对神经认知能力超群的老年人(即超级老人)进行研究,已经确定了抵抗与年龄相关的神经认知能力下降的临床预测因子和神经生物学指标。尽管感染艾滋病毒的老年人(PLWH)的比例不断上升,但 PLWH 的超级老化(SA)仍未得到定义。我们旨在为 PLWH 建立 SA 的神经心理学标准,并研究 SA 的临床相关相关性。
734 名 PLWH 和 123 名未感染 HIV 的 50 至 64 岁参与者接受了神经心理学和神经医学评估。SA 被定义为在年龄校正(即性别、种族/民族、教育)方面,全球认知表现处于 25 岁年轻人的正常范围内。其余参与者根据实际年龄被标记为认知正常(CN)或受损(CI)。卡方检验和方差分析检验了 HIV 组在神经认知状态和人口统计学方面的差异。在 PLWH 中,对 HIV 疾病特征、合并症和日常功能方面的神经认知状态差异进行了测试。多项逻辑回归探讨了神经认知状态的独立预测因子。

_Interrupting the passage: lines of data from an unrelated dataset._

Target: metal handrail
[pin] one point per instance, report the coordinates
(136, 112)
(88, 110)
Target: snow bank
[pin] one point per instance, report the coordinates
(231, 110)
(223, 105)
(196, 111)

PLWH(SA=17%;CN=38%;CI=45%)和未感染 HIV 的参与者(SA=35%;CN=55%;CI=11%)的神经认知状态率和人口统计学特征不同。在 PLWH 中,神经认知组在人口统计学和 HIV 疾病特征方面具有可比性。年轻、较高的言语智商、无糖尿病、较少的抑郁症状和终生大麻使用障碍增加了 SA 的可能性。SA 报告在日常功能、就业和健康相关生活质量方面的独立性更高,而非 SA。
尽管存在老化和 HIV 的联合神经学风险,但老年 PLWH 仍有可能表现出年轻的神经认知能力。SA 与改善现实世界的功能有关,可能比 HIV 疾病严重程度更好地用认知储备和维持心血管代谢和心理健康来解释。未来研究调查 SA 的生物标志物和生活方式(例如,体育活动)相关性可能有助于确定针对 HIV 相关神经生物学老化的可改变神经保护因素。(JINS,2019,25,507-519)。